AI systems can also have predictive value through machine learning and identifying high-risk areas and events. It can devise an accounting fraud prediction model that more accurately calculates the probability of future material misstatements in financial statements and to improve the quality of audits.
Using AI to examine all of the financial data and determine whether financial fraud exists provides a big advantage over previous systems. It affords a higher level of assurance and reduces the risk of fraud.
Corporate governance is essential to develop and enforce policies, procedures and standards in AI systems. Chief ethics and compliance officers have an important role to play, including identifying ethical risks, managing those risks and ensuring compliance with standards.

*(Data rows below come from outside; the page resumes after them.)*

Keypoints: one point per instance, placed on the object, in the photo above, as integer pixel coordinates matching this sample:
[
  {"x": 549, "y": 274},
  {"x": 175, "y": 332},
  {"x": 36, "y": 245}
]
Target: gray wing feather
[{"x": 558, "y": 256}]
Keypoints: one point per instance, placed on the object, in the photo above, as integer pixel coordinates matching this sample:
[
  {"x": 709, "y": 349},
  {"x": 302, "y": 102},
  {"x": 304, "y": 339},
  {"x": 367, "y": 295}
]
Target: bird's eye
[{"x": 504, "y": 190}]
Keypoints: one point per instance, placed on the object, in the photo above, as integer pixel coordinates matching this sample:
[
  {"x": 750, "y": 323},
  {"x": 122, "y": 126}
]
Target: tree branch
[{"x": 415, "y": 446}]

Governance structures and processes should be implemented to manage and monitor the organization’s AI activities. The goal is to promote transparency and accountability while ensuring compliance with regulations and that ethical standards are met.
A research study by Genesys found that more than one-half of those surveyed say their companies do not currently have a written policy on the ethical use of AI, although 21 percent expressed a definite concern that their companies could use AI in an ethical manner. The survey included 1,103 employers and 4,207 employees regarding the current and future effects of AI on their workplaces. The 5,310 participants were drawn from six countries: the U.S., Germany, the U.K., Japan, Australia and New Zealand. Additional results include:
- 28 percent of employers are apprehensive their companies could face future liability for an unforeseen use of AI.
- 23 percent say there is currently a written corporate policy on the ethical use of AI.
- 40 percent of employers without a written AI ethics policy believe their companies should have one.
- 54 percent of employees believe their companies should have one.
The ethical use of AI should be addressed by all organizations to build trust into the system and satisfy the needs of stakeholders for accurate and reliable information. A better understanding of machine learning would go a long way to achieve this result.
Professional judgment is still necessary in AI to decide on the value of the information produced by the system and its uses in looking for material misstatements and financial fraud. In this regard, the acronym GIGO (“garbage in, garbage out”) may be appropriate. Unless the data is reliably provided and processed, AI will produce results that are inaccurate, incomplete or incoherent, and machine learning would be compromised with respect to ethical AI.